National Public Lands Week is Underway at FHU

Freed-Hardeman University’s celebration of National Public Lands Week, currently underway, seeks to increase awareness of the nation’s public lands and the issues surrounding them. Educational and service activities planned in conjunction with this event continue until the end of this week.

A political talk show entitled “Live in the Commons! This Land Is Your Land… Or Is It?” is set for Thursday, Sept. 22, at 5:15 p.m. in the Commons. The show will be hosted by FHU faculty members Dr. Greg Massey, chairman of the Department of History, Philosophy, and Political Studies; and Dr. Stephen Morris, associate professor of political studies. Special guests will appear to discuss the issues related to the public lands policy such as religion, national heritage, and big business. Guests will include Jim Barr, Instructor in chemistry; Erin Adams, university archivist; and Jay Satterfield, interim director of financial aid. FHU’s dining services will prepare special brown bag meals to be purchased that evening. Thursday’s event will be recorded by communication students to be shown on TV 40, FHU’s local television channel.

Students and faculty will participate in a service project at Shiloh National Military Park Saturday, Sept. 24, which is National Public Lands Day. National Public Lands Day, sponsored by the Department of the Interior, is the nation’s largest hands-on volunteer effort to improve America’s lands. The clean up effort to preserve Shiloh will include painting Civil War cannon carriages. The project will begin at 9 a.m. and last until 1 p.m.

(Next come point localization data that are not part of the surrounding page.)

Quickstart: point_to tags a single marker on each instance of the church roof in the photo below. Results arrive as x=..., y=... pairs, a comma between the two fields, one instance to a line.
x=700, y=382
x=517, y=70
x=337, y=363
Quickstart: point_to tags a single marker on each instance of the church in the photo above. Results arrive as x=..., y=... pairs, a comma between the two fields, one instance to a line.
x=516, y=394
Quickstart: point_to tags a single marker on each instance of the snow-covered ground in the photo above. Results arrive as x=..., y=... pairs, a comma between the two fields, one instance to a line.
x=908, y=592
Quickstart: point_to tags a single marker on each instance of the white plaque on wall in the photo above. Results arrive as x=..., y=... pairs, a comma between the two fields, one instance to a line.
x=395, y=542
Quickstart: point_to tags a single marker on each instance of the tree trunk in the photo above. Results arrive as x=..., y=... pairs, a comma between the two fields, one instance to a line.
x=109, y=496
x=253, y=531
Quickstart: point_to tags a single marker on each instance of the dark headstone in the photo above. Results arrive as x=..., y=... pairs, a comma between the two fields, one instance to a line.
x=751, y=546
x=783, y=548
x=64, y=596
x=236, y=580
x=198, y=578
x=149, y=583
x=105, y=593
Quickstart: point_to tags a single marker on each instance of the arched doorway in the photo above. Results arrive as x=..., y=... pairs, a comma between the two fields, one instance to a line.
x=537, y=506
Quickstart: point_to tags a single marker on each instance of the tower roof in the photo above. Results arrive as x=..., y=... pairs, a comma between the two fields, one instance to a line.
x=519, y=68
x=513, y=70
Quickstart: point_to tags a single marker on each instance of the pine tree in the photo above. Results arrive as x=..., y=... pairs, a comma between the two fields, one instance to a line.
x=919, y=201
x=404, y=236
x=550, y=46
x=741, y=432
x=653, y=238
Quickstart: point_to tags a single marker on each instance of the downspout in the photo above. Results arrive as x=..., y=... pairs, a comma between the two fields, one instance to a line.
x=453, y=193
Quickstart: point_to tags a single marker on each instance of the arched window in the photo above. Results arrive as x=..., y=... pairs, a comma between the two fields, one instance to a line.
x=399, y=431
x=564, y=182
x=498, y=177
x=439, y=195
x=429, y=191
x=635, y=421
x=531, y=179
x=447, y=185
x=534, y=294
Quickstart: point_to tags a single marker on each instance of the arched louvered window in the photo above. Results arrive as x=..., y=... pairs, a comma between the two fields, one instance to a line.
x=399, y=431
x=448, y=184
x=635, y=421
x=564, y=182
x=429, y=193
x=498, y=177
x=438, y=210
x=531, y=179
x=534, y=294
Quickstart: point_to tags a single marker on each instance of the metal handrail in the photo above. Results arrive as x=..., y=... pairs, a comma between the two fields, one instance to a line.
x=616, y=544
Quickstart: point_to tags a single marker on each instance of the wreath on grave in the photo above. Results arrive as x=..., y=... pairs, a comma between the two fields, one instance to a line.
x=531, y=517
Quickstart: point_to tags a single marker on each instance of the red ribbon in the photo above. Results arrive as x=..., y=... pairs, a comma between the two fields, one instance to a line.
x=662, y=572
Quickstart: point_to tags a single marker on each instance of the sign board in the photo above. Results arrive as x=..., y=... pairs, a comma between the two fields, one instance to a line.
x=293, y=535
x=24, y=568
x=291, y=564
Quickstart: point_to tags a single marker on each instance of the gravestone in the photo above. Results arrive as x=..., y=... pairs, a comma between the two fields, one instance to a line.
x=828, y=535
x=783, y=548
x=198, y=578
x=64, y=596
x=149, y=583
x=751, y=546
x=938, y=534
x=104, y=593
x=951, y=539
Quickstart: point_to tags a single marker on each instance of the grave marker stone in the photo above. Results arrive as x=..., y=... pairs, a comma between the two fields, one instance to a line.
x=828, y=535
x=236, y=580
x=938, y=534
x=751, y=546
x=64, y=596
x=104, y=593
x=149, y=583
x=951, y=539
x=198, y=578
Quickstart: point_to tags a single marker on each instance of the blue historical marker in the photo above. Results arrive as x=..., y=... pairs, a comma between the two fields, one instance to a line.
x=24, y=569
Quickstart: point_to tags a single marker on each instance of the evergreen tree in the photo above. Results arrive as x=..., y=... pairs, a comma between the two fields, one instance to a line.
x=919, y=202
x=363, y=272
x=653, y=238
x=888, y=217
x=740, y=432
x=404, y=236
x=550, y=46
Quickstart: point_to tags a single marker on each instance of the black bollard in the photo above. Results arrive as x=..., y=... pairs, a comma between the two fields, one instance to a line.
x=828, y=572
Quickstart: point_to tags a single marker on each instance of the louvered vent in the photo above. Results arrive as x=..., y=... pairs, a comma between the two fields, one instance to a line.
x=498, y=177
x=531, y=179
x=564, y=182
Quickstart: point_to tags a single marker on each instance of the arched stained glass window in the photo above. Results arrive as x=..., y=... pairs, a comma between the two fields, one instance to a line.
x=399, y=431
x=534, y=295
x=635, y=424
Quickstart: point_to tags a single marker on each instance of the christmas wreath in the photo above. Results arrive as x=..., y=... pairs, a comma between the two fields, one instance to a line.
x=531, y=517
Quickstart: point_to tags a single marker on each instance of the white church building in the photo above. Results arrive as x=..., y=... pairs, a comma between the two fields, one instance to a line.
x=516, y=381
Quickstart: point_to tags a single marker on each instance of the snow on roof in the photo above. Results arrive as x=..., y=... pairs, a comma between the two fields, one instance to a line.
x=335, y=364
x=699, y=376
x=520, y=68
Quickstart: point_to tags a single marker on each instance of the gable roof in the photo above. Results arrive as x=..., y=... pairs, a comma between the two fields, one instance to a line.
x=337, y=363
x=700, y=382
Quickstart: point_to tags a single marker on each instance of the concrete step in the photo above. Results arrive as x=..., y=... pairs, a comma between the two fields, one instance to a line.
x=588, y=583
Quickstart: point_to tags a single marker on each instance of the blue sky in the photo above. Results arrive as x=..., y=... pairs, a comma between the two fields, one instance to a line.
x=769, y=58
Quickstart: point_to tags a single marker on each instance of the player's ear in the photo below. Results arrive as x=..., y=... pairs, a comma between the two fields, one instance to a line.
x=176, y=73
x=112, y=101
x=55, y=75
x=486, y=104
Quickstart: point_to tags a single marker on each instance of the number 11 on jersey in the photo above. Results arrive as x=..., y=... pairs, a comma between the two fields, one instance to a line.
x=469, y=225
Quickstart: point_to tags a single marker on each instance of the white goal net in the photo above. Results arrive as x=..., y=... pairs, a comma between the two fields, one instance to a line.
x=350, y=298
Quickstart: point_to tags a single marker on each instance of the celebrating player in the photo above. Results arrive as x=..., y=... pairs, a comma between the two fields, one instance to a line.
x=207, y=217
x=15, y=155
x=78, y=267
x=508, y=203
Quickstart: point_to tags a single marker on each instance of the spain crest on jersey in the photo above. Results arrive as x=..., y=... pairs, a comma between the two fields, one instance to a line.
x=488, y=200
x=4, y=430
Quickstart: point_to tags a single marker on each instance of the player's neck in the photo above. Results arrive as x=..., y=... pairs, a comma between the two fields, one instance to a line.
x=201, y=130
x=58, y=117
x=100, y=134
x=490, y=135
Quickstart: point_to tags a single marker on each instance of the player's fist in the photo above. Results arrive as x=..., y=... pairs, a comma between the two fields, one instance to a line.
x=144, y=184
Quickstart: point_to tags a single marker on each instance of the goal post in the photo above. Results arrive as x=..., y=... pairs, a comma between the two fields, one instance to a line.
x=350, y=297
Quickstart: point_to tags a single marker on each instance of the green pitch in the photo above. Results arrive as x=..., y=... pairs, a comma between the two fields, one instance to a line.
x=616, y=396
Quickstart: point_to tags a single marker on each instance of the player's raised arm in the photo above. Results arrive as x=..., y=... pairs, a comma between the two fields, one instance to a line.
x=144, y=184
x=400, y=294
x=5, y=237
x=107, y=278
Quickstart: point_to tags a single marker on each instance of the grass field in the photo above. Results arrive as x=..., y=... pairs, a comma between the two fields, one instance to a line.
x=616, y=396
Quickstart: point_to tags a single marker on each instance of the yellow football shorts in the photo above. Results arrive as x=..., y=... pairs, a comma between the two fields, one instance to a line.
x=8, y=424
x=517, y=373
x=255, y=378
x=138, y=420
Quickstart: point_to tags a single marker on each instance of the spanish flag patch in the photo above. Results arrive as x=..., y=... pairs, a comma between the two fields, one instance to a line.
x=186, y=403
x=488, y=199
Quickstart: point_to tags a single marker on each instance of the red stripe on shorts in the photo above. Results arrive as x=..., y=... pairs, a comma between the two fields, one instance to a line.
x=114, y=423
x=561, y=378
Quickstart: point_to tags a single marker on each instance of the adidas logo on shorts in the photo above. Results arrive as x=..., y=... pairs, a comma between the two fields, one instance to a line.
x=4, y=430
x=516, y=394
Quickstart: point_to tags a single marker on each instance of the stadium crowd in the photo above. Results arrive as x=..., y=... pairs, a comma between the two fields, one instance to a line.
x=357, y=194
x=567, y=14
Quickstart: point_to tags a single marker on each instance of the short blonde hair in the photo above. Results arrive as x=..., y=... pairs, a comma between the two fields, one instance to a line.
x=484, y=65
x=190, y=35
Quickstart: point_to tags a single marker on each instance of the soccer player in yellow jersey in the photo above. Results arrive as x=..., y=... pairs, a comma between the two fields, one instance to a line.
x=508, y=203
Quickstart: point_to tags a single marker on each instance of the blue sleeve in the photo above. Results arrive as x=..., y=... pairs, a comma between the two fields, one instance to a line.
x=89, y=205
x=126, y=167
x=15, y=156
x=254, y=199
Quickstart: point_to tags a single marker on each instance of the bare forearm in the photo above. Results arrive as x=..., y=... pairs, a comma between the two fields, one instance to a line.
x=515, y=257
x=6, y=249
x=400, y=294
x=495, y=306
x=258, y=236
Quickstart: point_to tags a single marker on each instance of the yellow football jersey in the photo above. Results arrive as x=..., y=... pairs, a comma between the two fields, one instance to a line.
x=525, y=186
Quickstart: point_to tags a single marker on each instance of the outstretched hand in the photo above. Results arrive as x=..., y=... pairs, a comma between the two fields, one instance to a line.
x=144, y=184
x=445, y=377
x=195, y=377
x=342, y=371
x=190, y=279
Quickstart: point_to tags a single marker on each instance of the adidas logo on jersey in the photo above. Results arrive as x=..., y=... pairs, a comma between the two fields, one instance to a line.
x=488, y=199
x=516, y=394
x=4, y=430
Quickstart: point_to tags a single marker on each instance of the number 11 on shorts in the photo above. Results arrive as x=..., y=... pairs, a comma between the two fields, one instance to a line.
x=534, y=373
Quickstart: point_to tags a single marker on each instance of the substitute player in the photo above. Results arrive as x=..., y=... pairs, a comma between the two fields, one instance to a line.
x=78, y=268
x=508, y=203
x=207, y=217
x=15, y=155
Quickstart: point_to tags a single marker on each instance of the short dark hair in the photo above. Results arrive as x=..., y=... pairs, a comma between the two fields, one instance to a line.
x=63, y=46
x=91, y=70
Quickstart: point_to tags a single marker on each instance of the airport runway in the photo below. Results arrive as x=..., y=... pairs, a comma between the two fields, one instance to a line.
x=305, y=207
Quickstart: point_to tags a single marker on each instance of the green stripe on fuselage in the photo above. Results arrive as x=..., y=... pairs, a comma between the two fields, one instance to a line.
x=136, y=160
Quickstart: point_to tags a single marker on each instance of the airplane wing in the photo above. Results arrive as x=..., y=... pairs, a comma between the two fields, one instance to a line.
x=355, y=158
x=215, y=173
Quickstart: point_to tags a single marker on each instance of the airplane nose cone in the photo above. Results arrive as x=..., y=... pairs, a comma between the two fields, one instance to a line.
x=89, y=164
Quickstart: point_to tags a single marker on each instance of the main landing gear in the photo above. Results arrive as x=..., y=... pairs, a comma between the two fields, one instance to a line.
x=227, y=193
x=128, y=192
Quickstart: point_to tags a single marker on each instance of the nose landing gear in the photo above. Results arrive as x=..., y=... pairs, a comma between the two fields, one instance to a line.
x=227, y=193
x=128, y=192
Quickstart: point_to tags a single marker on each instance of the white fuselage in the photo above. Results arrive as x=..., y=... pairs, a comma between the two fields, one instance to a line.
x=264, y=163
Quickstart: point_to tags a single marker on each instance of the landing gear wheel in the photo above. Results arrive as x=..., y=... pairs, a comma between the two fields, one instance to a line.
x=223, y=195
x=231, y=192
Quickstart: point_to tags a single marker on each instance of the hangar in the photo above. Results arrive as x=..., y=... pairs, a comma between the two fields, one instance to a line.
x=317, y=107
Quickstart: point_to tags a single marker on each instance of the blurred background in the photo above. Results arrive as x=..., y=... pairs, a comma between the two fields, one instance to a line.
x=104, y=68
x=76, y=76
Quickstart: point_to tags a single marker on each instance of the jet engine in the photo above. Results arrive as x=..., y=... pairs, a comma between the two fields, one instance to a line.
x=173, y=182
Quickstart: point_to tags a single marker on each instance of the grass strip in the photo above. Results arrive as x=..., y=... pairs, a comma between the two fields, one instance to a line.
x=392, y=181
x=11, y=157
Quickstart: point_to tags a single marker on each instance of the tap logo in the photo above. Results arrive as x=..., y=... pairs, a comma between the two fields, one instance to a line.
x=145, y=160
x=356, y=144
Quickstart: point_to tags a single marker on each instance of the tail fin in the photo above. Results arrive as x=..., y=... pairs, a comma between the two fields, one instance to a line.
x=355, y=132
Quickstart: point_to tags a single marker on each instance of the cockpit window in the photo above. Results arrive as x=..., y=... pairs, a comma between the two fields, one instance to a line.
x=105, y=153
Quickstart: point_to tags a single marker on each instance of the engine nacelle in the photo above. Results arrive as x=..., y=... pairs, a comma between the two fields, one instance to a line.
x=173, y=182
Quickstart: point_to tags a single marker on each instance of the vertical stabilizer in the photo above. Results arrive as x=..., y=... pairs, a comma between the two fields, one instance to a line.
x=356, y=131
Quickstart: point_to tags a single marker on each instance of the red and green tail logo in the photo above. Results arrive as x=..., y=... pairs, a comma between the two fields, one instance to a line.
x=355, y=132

Students and faculty have had opportunities to learn about public lands earlier this week. Activities began Monday with the “Tennessee’s Natural Heritage” Art Show Reception and Gallery Talk; the art show featured photographs by FHU faculty and staff of Tennessee’s wild places. The event was followed by “Keeping Close to Nature’s Heart: The Writings of John Muir and Friends,” where FHU faculty read selections from the writing of Muir and other writers inspired by the nation’s lands. On Tuesday night, the theatre troupe Voices of the South held a workshop on campus and then performed their show “Wild Legacy,” which commemorates the 50th anniversary of the Arctic National Wildlife Refuge.